Personal information
- Nationality: Motswana
- Born: 4 February 1958 (age 68)

Sport
- Sport: Long-distance running
- Event: Marathon

= Bigboy Matlapeng =

Motswana long-distance runner

Bigboy Josie Matlapeng (born 4 February 1958) is a Motswana long-distance runner and sprinter. He competed in the marathon at the 1984 Summer Olympics and the 1988 Summer Olympics.

==Career==
Matlapeng had a marathon personal best of 2:33:34 hours going into the 1984 Olympic marathon. He was described sarcastically as a "household name" by commentators, mocking his unusual-sounding name in the "wonderfully monikered" field. He started the Olympic marathon, but did not finish the race.

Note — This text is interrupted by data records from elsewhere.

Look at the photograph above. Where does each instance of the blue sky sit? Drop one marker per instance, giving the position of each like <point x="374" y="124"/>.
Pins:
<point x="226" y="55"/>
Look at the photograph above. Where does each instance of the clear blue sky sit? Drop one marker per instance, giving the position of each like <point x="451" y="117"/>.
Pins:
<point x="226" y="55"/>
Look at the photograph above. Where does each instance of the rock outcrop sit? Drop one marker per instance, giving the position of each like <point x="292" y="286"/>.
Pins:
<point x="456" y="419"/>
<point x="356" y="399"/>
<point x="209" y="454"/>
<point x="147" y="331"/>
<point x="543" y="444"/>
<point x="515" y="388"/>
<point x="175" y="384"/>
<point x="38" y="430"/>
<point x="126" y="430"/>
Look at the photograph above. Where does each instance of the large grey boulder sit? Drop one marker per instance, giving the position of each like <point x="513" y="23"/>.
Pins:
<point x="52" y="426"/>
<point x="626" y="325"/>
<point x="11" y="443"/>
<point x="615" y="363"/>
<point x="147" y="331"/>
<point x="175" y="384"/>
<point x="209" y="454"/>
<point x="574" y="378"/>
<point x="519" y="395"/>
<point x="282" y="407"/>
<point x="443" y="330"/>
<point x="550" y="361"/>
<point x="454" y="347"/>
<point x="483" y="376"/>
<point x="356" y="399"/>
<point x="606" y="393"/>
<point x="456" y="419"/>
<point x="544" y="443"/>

By 1986, Matlapang had improved his marathon best to 2:17:47, setting a Botswanan record and making him a favorite to break the course record at the 1986 Churchdown 10-mile Beer Race in Gloucestershire. Though he underperformed at the Beer Race, he was selected to represent Botswana at the 1986 Commonwealth Games in the marathon, where he placed 14th. Surprisingly, Matlapeng moved down in distance by a factor of over 100 times to compete in the Botswanan 4 × 400 m relay team after the marathon, though his team was disqualified and didn't advance to the finals. Matlapeng's performance in such disparate events led to debate about the seriousness of the Commonwealth Games.

Matlapeng qualified for his first World Championships at the 1987 World Championships in Athletics, where he competed in the marathon. He finished 29th in a time of 2:24:43 and was again lauded for his name. At the 1988 Olympic Games marathon, Matlapeng finished 34th in 2:20:51. He competed again at the 1990 Commonwealth Games in the marathon, finishing 14th again.

Matlapeng competed at the 1987 and 1989 editions of the World Marathon Cup, finishing 66th and 57th respectively.